Figure 3  |  Value of Hong Kong’s exports (USDm), June 2001-September 2015,
vs. USD-HKD Last Price Monthly, June 2001-September 2014
Source  |  DeltaMetrics, 2014, Bloomberg


The correlation between China’s exports and the value of the Hong Kong dollar is 1 per cent stronger, which underscores the fact that the dependency between the two countries works both ways. There is very little correlation between the value of the Shanghai Composite index and either Hong Kong or China’s trade (less than 0.34 in both cases) suggesting that the Shanghai Composite is more of a speculative market that the Hang Seng. However, the correlation between both China and Hong Kong’s exports and the value of the Yuan is extremely high at 0.885 and 0.941 respectively suggesting that China’s currency manipulation may have positive spillover effects for Hong Kong’s trade as well as China’s (Figure 4).
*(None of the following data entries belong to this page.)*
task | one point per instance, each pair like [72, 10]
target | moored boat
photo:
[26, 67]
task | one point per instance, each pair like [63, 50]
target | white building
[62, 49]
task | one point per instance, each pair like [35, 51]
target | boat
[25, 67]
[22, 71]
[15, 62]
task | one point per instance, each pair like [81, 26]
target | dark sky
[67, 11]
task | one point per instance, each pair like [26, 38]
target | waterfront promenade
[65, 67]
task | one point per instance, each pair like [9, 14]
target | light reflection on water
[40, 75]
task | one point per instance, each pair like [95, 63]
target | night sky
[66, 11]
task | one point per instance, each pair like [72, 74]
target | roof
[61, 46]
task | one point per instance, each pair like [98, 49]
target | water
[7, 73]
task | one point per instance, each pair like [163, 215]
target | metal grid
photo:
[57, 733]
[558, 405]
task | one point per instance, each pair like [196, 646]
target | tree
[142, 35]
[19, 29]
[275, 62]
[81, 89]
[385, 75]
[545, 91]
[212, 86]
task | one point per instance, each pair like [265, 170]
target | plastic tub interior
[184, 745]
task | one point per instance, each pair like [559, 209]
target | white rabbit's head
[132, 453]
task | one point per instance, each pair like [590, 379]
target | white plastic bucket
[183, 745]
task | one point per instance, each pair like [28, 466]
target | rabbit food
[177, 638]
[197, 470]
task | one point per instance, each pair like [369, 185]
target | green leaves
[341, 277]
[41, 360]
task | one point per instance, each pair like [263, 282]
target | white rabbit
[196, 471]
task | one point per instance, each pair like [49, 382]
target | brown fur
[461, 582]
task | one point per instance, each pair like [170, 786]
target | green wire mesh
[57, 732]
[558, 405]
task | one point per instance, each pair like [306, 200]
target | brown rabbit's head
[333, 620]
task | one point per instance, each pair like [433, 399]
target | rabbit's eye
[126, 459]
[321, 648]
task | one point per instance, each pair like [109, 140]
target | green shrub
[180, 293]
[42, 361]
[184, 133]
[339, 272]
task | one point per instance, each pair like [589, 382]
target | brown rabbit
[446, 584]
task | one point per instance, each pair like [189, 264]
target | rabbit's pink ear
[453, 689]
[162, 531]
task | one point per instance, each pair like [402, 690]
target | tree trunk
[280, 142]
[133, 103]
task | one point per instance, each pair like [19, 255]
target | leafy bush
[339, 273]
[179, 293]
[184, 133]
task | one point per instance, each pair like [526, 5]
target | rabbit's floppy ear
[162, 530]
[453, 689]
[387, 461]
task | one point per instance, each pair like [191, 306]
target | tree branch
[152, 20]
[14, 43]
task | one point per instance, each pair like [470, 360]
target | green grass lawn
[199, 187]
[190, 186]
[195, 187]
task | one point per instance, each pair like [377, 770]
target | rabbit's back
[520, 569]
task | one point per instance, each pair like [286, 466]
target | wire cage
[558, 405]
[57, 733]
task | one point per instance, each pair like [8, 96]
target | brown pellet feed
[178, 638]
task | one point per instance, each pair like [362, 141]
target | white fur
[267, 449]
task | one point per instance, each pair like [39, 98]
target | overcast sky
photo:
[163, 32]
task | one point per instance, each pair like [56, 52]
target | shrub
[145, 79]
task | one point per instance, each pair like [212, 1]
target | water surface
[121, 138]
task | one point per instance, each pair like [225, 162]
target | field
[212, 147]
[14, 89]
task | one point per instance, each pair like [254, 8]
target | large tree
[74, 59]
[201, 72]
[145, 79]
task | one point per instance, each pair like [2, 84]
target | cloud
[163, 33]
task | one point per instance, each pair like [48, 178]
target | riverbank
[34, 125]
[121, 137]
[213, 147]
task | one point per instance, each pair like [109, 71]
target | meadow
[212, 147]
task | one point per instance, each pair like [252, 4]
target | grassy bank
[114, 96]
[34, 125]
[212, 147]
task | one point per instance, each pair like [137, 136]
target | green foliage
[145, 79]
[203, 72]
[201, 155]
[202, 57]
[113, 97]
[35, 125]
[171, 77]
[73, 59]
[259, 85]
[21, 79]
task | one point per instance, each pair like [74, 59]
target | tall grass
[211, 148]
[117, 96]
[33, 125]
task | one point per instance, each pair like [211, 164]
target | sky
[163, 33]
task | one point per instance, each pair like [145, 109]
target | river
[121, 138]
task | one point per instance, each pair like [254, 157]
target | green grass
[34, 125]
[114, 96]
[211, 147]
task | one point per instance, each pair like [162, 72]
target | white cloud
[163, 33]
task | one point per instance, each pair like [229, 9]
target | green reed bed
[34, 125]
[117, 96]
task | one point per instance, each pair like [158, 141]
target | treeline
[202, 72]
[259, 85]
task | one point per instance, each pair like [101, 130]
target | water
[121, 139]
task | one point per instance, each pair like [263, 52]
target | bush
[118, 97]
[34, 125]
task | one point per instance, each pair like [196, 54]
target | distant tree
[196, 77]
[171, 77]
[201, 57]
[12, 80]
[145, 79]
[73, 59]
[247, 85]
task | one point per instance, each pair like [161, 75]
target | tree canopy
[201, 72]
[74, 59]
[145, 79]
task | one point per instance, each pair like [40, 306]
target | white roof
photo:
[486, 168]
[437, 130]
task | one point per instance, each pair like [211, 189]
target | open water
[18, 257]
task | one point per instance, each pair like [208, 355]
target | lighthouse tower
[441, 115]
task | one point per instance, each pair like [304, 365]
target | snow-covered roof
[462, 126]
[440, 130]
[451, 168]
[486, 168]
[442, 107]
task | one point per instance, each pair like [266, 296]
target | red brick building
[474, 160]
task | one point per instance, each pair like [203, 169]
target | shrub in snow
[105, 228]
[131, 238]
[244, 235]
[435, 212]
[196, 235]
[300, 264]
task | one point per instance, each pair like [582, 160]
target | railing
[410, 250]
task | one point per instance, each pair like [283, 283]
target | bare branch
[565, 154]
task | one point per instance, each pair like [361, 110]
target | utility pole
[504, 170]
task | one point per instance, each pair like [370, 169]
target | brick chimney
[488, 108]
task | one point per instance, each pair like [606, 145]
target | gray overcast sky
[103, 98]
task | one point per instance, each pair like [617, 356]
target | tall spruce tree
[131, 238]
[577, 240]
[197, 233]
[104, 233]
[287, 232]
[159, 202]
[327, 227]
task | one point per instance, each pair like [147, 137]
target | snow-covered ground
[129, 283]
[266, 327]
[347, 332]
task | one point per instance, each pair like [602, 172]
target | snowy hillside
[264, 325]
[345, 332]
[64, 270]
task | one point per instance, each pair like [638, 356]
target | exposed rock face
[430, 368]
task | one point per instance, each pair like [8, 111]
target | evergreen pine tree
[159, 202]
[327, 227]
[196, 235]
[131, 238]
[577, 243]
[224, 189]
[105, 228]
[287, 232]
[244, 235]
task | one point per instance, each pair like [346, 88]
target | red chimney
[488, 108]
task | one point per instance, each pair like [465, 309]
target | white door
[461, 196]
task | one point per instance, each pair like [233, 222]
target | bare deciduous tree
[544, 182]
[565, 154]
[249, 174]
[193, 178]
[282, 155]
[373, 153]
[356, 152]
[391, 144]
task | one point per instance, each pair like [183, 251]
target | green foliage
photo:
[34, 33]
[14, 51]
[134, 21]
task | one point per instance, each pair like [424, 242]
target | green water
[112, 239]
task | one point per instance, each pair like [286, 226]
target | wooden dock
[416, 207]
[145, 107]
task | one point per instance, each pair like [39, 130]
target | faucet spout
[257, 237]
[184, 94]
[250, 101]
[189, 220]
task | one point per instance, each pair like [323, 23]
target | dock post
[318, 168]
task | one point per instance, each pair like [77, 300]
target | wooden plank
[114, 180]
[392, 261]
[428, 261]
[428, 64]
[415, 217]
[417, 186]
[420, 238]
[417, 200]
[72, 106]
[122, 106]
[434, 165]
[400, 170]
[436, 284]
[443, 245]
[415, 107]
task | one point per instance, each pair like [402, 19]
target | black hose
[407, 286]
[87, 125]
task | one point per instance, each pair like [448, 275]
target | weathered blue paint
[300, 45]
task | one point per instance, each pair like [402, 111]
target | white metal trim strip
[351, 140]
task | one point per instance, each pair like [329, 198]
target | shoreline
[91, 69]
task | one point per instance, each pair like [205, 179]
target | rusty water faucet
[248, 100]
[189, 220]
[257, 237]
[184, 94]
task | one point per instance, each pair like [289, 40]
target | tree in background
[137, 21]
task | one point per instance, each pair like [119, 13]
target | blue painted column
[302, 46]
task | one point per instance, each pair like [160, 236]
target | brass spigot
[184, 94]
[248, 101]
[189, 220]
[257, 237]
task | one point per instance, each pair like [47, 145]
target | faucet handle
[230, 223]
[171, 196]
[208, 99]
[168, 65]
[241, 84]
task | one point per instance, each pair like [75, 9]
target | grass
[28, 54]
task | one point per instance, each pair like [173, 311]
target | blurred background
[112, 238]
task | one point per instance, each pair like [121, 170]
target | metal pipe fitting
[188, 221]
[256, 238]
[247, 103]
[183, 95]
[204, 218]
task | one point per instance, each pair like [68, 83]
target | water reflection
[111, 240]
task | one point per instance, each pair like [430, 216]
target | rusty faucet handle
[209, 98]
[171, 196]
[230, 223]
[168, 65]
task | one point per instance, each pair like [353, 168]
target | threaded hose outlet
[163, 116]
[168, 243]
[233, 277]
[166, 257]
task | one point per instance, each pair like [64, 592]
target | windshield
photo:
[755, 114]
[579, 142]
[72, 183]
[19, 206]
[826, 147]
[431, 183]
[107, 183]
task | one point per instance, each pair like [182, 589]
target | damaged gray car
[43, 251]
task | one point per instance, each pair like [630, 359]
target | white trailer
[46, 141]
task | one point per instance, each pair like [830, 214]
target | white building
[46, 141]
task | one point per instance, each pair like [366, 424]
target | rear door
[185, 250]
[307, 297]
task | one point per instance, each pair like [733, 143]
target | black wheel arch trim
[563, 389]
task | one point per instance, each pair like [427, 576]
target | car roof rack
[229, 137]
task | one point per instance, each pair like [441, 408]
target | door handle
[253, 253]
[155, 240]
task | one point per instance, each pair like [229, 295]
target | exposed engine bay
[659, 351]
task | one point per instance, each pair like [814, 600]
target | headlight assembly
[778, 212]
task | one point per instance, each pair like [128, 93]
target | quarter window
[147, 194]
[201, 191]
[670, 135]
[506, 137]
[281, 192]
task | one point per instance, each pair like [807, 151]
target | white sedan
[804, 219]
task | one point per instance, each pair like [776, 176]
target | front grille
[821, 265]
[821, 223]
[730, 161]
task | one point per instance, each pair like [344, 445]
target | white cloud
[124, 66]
Figure 4  |  Value of Hong Kong and China’s exports (USDbn), June 2001-September 2015 vs. USD-CNY spot,
Last Price Monthly, June 2001-September 2014
Source  |  DeltaMetrics 2014, Bloomberg


Thus far the revolutionary impact of the protests has been limited. Indeed, there are signs that the numbers of protestors are dwindling. However, they have been successful in raising global awareness of the issue of democracy in Hong Kong and there is no guarantee that these protests will be an isolated event.

The protests highlighted the issue of how important Hong Kong is to Chinese and world finance. Markets were unsettled by events and investor confidence was knocked, however briefly. However, it is unlikely that there will be a lasting impact on long-term confidence, a weakening in the rule of law, or even a threat to the free-market and trade traditions of Hong Kong. After all, in the end the two countries are, economically at least, under the same umbrella.